In retrospect I doubt that the type of bad news we have no heard can be absorbed easily. And the defenses we erect are probably essential to our mental wellness — giving us time to take it in.

Thus, although I pride myself on being able to face facts, look death in the eye,   I spent hours in my own mind disputing the doctor’s statements and questioning his credentials.  I also fought with a friendly nurse all in the service of maintaining my lie —that there must be some mistake.  I reassured myself that Dr. K wouldn’t be the first doctor who made a mistake, or who had been given wrong lab results, or who interpreted them incorrectly. My daughter could live 10 more years and by that time they could find a cure. I myself had a spontaneous remission from a terminal illness in my youth.
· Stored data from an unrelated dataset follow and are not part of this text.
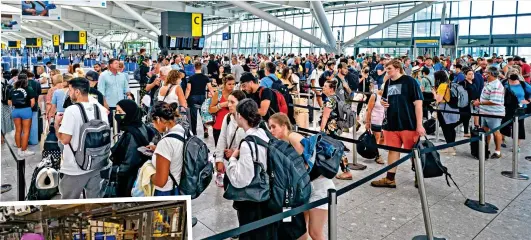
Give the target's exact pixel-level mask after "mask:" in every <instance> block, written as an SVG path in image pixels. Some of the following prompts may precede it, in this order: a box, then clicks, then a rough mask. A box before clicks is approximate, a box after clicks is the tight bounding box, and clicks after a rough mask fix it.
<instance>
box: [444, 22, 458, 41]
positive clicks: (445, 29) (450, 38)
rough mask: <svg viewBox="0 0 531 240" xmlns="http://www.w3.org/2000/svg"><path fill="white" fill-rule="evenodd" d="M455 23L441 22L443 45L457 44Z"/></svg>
mask: <svg viewBox="0 0 531 240" xmlns="http://www.w3.org/2000/svg"><path fill="white" fill-rule="evenodd" d="M455 39H456V35H455V24H441V45H442V46H455V45H456V41H455Z"/></svg>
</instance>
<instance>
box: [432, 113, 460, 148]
mask: <svg viewBox="0 0 531 240" xmlns="http://www.w3.org/2000/svg"><path fill="white" fill-rule="evenodd" d="M437 119H438V120H439V124H440V125H441V129H442V130H443V135H444V140H446V143H453V142H455V137H456V132H455V127H457V126H458V125H459V124H460V122H459V121H457V122H456V123H450V124H446V122H445V121H444V117H443V115H442V113H440V112H438V113H437Z"/></svg>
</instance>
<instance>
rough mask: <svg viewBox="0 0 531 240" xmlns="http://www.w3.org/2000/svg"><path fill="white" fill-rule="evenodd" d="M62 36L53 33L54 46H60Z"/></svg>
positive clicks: (53, 43)
mask: <svg viewBox="0 0 531 240" xmlns="http://www.w3.org/2000/svg"><path fill="white" fill-rule="evenodd" d="M60 39H61V36H59V34H54V35H52V42H53V46H54V47H56V46H59V45H60V43H61V40H60Z"/></svg>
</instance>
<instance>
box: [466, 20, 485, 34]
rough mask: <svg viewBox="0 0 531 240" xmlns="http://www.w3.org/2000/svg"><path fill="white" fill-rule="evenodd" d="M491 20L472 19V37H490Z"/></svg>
mask: <svg viewBox="0 0 531 240" xmlns="http://www.w3.org/2000/svg"><path fill="white" fill-rule="evenodd" d="M489 33H490V18H483V19H472V20H471V21H470V35H489Z"/></svg>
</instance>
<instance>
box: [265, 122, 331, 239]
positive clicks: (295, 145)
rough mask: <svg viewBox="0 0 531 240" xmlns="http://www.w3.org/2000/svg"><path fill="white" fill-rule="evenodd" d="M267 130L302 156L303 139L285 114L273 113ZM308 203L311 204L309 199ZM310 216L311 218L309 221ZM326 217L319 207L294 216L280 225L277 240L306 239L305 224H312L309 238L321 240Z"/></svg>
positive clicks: (310, 197)
mask: <svg viewBox="0 0 531 240" xmlns="http://www.w3.org/2000/svg"><path fill="white" fill-rule="evenodd" d="M269 128H270V129H271V134H272V135H273V136H274V137H275V138H277V139H279V140H282V141H285V142H288V143H289V144H290V145H291V146H292V147H293V148H294V149H295V151H296V152H297V153H298V154H299V155H302V154H303V152H304V146H303V145H302V143H301V141H302V140H303V139H304V137H303V136H302V135H300V134H299V133H296V132H293V128H292V126H291V123H290V120H289V117H288V116H287V115H286V114H284V113H275V114H273V115H271V117H270V118H269ZM328 180H330V179H328ZM330 181H332V180H330ZM312 187H313V185H312ZM316 190H318V189H312V191H314V192H315V191H316ZM315 200H318V199H315ZM310 202H312V198H311V197H310ZM320 207H321V206H320ZM312 211H313V212H312ZM312 213H313V214H312ZM322 213H324V214H322ZM310 216H312V217H313V218H312V219H311V220H310ZM327 216H328V215H327V214H326V211H322V210H321V209H319V207H318V208H315V209H311V210H309V211H306V212H304V214H302V213H301V214H298V215H295V216H293V217H292V219H291V223H283V222H282V223H280V226H279V229H278V235H277V236H278V239H301V240H302V239H304V240H305V239H308V235H307V234H306V233H307V231H306V228H307V226H306V223H312V225H310V226H308V227H310V228H312V230H311V231H309V232H311V233H312V234H311V235H310V236H311V238H312V239H322V238H321V236H322V237H324V236H323V234H322V232H323V225H324V223H325V221H326V217H327ZM323 217H324V218H323Z"/></svg>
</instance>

Maybe she could have one too. There is always the outlier, the one who defies scientific probabilities.  There is apparently even an AIDS patient on record with full blown disease who has lived 20 years without a symptom.

After all Dr K didn’t know our names so how could he be sure he was speaking to the right patient. After a couple of days, my daughter’s natural joyous state bubbled back to the surface. You could call it denial or common sense in the face of an illness whose outcome, or course, we could not influence or control.  She returned to her babies and her husband and put this story out of her mind.  

I suggested some alternative approaches, unproven approaches that could lengthen her years of relative health. I’ve always heard great things about chi gung, for example.But it’s difficult to pursue alternatives when you’ve already  decided that thinking about  the illness is not a good idea.  After all you go to a doctor and he tells you things about your body that you cannot possibly know and you have to accept it on faith, like going to a dentist and his telling you that a tooth that is not hurting you needs repair costing thousands of dollars. How do you know he is right?   

I don’t know if denial is a universal reaction, but it is certainly a common one: one that can be felt but shouldn’t be indulged for too long. Very important not to linger: if the denial lasts too long,  you can get really stuck in pretending it’s all OK … I know people who kept the denial going, until it was too late for effective treatment.

I had to stop trying to cover up this awful news. Usually at least one member of the family becomes the guardian of reality, faces it on a daily basis, and does his or her best to protect and defend, to nudge when necessary.

The caregiver(s) often become the carriers of the truth. They cannot necessarily speak of it, measuring words as carefully as the dosages of medicine.

I wanted, insisted on, a third opinion, one outside of the Kaiser system, since doctors within the same institution tend to agree with each other.  

Despite my jumping up and down, everything Dr. K said turned out to be 100% accurate.